Il y aura des débats, reconnaît le président, mais dans un cadre défini, avec des objectifs clairs et un mode d’action commun, au service de l’intérêt général.
Cette conception exigeante de la démocratie s’inscrit dans une conviction profonde : une démocratie qui expose les « démons » sur la place publique sans régulation ni responsabilité n’en est pas une.
En ces temps troublés, l’Algérie a besoin d’unité, de cohésion et de lucidité pour poursuivre son objectif stratégique majeur, celui de l’émergence.
La diversité politique est une richesse, mais elle ne peut produire ses effets positifs que si elle s’exprime dans le respect des règles et des institutions.
Dans ce processus évolutif, il est parfois nécessaire d’ajuster le cadre juridique.
Le président Tebboune a ainsi évoqué la possibilité d’amendements techniques à la Constitution de 2020, afin de corriger certaines lacunes apparues lors de l’application de quelques articles.
Il a tenu à écarter toute intention politique ou politicienne, affirmant que ces ajustements viseraient uniquement à renforcer l’État de droit et à améliorer le fonctionnement institutionnel.
Face aux tentatives de brouillage de l’image politique de l’Algérie, souvent pilotées de l’étranger, le chef de l’État affirme une ligne de conduite fondée sur le calme, la fermeté et la confiance dans la maturité de la société algérienne.
Les institutions, assure-t-il, ne se laissent pas distraire par les chants de sirènes, et l’opinion publique fait preuve d’un sens aigu des responsabilités face aux tentatives de déstabilisation.

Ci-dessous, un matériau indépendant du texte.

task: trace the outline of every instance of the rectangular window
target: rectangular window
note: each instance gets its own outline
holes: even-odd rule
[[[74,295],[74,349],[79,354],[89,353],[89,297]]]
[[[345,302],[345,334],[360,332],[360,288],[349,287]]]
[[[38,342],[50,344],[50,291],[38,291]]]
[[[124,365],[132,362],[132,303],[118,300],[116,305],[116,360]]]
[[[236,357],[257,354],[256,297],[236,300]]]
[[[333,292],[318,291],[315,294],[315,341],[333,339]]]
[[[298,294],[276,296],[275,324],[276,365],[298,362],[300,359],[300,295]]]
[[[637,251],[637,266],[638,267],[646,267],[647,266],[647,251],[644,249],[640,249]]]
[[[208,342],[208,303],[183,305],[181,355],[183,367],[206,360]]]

Cette confiance mutuelle entre l’État et la société constitue un acquis précieux, qu’il convient désormais de consolider par une scène partisane constructive et crédible.
Le prochain enjeu majeur réside dans la participation citoyenne aux rendez-vous électoraux.
Une mobilisation accrue des citoyens donnerait davantage de légitimité et de poids à une classe politique appelée à jouer un rôle central dans la consolidation de l’édifice institutionnel.
C’est à cette condition que l’Algérie pourra se doter d’une démocratie forte, plurielle et responsable, capable de répondre aux aspirations de son peuple et de relever les défis de demain.